不管是丹陽子的紫邪寶劍,還是陶綰的流云飛袖,甚至羅塵送給顧彩衣的藍蛟手鏈,都有附帶的殺招。
玄火劍,沒有
也正是如此,此飛劍才顯得那么普通,那么廉價。
但既然作為法寶,它自然有其優點。
那便是增幅
此劍注入靈力后,可以增幅修士三成左右的攻擊強度。
簡單的說,它的大招就是普通攻擊,普通攻擊就是它的大招。
若是一般筑基拿到此寶,估計會覺得頗為雞肋。
沒有殺招的法寶,還很浪費靈力。
但對于羅塵而言,靈力不足為懼,增幅效果反而解決了他主修靈力是木系的缺點。
再加上羅塵極為擅長火法。
使用以器御術施展法術,二者疊加之下,威能更甚
萬丈高空上。
一座虛幻山峰,在羅塵面前轟然崩塌。
強勁的余波,滾滾涌來,卷得羅塵錦白長衫獵獵作響。
手持玄火劍,羅塵長吁一口氣。
“我這一劍,不知筑基九層修士能否接下”
喃喃自語后,羅塵結束了今天的修行。
收起玄火劍,徐徐飛往天瀾峰。
山中無日月,世上已千年。
對于筑基期的羅塵而言,千年太久遠。
但在他不斷煉丹習術,打坐修煉的重復日子中,時間已經流轉到了羅天參戰的第二年。
這一日,閔龍雨回歸羅天會。
他不是一個人回來的,卻也是一個人回來的。
此語,有些矛盾。
但當司馬惠娘看著大殿中,那具棺木的時候,整個人都僵住了。
“一個月前,積雷第七山遭遇炎盟大軍突襲,有金丹修士出手。第七山乃是散修勢力聯合軍共同駐守,炎盟金丹以強絕威能轟開了落云宗布下的大陣,冰堡金丹救援不及,第七山宣告失守。”
“此戰中,散修勢力無人指揮,潰不成軍。”
“我羅天會只守了一條偏僻小道,本可從容撤退,卻遇上了一支筑基后期修士帶隊的小隊堵截。”

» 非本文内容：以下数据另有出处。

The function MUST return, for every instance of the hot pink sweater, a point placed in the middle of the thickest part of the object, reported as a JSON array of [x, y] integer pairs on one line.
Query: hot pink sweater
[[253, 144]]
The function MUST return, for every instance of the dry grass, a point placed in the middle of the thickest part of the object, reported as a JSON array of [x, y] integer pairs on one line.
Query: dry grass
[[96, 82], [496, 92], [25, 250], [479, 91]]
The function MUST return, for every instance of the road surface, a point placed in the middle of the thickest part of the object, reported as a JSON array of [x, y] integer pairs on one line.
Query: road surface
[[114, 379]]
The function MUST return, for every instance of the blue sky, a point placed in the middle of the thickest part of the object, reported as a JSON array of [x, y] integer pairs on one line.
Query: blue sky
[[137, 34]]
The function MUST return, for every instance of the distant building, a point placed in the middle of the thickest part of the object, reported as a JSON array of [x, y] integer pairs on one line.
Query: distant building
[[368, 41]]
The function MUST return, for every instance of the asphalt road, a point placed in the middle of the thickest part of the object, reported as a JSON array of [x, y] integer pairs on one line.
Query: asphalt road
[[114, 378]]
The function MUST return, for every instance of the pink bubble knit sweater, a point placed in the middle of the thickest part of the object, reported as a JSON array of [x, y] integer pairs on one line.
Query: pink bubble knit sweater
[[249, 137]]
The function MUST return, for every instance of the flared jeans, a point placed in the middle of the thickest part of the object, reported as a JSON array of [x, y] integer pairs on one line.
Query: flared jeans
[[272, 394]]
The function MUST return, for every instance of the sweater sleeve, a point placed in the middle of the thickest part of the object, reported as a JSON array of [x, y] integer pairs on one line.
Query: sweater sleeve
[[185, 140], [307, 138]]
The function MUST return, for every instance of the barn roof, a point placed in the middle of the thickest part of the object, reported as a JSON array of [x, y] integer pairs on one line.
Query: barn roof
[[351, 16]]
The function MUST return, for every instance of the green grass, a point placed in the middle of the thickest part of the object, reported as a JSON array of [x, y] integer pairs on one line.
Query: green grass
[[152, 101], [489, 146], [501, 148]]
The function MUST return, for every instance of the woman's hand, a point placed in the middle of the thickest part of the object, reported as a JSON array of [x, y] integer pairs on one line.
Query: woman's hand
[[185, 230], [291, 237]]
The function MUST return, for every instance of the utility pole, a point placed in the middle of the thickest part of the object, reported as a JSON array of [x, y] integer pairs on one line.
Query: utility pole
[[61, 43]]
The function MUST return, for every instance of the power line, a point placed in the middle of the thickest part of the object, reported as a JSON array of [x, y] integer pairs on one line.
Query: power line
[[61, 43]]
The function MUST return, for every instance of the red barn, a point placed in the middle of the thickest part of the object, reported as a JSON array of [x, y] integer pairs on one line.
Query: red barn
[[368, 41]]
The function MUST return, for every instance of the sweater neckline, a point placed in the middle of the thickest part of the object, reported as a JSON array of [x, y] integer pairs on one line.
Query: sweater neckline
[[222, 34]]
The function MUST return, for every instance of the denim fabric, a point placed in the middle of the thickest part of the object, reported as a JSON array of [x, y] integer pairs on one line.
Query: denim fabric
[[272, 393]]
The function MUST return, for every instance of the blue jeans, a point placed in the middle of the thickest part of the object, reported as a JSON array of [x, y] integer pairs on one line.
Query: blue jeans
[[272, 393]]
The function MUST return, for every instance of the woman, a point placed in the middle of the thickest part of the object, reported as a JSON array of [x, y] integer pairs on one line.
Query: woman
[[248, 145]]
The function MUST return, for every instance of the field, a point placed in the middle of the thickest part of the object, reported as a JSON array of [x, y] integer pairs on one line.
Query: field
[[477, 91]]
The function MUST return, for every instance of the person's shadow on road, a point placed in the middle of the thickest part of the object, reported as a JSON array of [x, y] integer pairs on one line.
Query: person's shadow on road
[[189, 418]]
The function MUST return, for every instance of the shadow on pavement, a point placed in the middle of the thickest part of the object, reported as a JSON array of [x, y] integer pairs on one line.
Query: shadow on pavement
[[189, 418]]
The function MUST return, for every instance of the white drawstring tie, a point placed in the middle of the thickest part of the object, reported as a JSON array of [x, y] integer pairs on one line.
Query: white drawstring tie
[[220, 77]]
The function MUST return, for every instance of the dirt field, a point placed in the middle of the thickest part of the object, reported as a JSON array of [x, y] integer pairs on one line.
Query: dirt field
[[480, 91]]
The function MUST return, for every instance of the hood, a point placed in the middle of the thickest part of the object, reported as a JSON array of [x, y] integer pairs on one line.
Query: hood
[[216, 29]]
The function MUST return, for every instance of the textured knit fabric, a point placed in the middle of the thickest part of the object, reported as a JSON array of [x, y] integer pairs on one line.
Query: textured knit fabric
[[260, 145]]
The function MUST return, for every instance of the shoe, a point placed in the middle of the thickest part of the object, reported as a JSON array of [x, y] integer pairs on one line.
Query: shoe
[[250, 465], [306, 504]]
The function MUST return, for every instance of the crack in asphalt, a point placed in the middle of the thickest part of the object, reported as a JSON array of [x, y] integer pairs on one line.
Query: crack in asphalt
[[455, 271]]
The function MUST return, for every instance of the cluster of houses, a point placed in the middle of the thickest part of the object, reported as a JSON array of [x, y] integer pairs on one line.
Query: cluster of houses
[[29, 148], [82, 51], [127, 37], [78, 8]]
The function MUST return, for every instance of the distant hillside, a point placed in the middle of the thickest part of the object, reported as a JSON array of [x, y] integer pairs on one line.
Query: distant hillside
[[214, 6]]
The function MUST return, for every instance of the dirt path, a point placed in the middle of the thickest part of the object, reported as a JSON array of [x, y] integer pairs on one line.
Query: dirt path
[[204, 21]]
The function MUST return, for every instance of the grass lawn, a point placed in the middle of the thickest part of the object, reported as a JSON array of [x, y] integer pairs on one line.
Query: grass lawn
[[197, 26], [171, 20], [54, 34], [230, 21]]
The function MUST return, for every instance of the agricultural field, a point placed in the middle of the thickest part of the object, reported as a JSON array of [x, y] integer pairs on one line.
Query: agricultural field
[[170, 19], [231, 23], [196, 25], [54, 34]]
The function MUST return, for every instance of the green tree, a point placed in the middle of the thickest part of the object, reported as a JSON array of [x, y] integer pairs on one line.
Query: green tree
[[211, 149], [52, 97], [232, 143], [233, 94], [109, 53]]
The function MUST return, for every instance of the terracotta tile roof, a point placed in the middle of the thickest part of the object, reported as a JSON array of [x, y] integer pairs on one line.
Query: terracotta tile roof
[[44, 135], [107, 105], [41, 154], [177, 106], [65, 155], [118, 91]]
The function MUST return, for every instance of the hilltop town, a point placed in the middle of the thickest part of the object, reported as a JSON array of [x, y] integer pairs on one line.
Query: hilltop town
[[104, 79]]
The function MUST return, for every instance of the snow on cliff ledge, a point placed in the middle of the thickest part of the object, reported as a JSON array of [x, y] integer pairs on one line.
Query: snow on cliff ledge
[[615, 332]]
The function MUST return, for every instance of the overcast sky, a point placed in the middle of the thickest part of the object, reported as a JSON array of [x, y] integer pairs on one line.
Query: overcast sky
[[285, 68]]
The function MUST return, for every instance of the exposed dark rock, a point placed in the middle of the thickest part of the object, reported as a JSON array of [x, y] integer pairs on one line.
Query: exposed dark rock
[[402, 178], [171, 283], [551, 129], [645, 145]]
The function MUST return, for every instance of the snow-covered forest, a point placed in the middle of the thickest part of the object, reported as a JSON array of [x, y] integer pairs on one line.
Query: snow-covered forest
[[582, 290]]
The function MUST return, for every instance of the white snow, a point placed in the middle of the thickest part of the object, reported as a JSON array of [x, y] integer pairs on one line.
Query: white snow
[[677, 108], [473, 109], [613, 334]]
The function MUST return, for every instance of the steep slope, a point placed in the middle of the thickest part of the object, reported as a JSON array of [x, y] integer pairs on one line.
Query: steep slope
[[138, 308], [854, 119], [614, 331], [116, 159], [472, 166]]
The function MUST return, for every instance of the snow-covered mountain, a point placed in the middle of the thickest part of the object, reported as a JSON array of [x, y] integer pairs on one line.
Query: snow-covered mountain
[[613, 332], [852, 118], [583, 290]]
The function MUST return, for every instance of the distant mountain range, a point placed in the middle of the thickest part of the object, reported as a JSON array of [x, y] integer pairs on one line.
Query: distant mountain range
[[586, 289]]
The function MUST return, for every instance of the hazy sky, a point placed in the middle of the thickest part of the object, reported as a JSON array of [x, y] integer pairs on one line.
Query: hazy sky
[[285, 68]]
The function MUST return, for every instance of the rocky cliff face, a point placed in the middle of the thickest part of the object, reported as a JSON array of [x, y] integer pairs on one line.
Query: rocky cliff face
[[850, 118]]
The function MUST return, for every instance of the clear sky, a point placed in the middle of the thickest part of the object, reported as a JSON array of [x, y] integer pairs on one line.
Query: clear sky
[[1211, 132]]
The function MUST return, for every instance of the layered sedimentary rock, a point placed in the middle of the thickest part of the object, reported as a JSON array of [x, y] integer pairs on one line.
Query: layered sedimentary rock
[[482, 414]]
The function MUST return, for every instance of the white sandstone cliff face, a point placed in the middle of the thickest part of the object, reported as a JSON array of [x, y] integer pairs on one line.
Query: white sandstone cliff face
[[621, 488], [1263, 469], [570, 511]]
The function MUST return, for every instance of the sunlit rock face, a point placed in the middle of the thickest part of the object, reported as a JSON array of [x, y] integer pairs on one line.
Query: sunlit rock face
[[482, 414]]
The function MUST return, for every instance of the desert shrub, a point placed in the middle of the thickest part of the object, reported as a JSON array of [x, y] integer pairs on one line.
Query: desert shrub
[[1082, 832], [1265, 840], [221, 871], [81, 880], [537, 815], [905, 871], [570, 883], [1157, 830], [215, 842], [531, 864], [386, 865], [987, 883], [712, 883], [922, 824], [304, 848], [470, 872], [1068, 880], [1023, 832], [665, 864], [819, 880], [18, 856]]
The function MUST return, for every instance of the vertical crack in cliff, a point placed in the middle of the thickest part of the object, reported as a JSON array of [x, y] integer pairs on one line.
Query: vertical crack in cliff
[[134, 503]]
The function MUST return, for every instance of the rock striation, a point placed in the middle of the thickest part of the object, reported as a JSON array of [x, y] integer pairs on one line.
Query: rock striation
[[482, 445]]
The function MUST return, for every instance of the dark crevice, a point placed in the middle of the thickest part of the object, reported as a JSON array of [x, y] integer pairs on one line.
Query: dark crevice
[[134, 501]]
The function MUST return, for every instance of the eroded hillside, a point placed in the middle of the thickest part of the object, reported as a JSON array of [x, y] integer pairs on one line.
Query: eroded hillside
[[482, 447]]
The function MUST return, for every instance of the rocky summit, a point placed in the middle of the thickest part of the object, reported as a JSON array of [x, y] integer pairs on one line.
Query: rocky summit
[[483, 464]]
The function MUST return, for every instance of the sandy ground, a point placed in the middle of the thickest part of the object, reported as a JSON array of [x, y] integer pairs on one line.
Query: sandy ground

“哪怕我以五雷轟頂大陣震懾那位大修士,但羅天會修士仍舊受到巨大沖擊。”
“此戰,羅天會隕落四十三位煉氣修士,長老李映璋身受重傷,在許還真殿主救援下,僥幸保得一命。”
“其中,便有斗戰殿殿主。”
閔龍雨低著頭,悲痛的將當時情況一一道來。
斗戰殿殿主正是司馬賢
坐在上首的司馬惠娘五指死死捏著椅子扶手,她寒聲道
“那位大修士,姓甚名誰”
閔龍雨神色一滯,竟有些答不上來。
司馬惠娘深吸一口氣,強行讓自己冷靜下來。
“炎盟筑基后期,絕不是什么無名之輩,難道連對方來歷都不知道嗎還是說,不是炎盟的修士,只是劍宗附庸”
閔龍雨咬牙道“當時正直深夜,見不得真容相貌,我只聽見一位筑基初期修士,稱他為枯蟾。”
枯蟾
司馬惠娘默念著這個名字,似要將其刻入靈魂深處一般。
許久,她才緩緩問道“王淵呢”
閔龍雨松了口氣,再度說道“當時我擔心其他炎盟修士趕來,是以提前催動了五雷轟頂大陣,本想重創敵人,然后帶我羅天會修士離開。”
“卻沒想到,對方重創之下,仍舊不依不饒銜尾追殺,司馬殿主也是死在追殺之下。”
“眼見情勢緊迫,王殿主、許殿主、李長老接連出手。”
“最后是我帶殘兵撤出了第七山,許殿主帶回了李長老,而王殿主不知去向。”
前有大哥戰死,后有李映璋重傷,中間更有四十幾位煉氣修士慘死。
如今連羅天會會長之下第一人王淵都不知去向
司馬惠娘閉上了眼睛,壓抑的氣氛不斷蔓延。
“總裁,節哀順變。”
“出去”
閔龍雨嘆了口氣,只好離開惠心殿。
在她出去后,大殿中一片寂靜。
許久,司馬惠娘才從上方走下,走到那具棺木中,艱難的推開了棺蓋。
看著里面那具面目全非的尸體,不由捂住了嘴。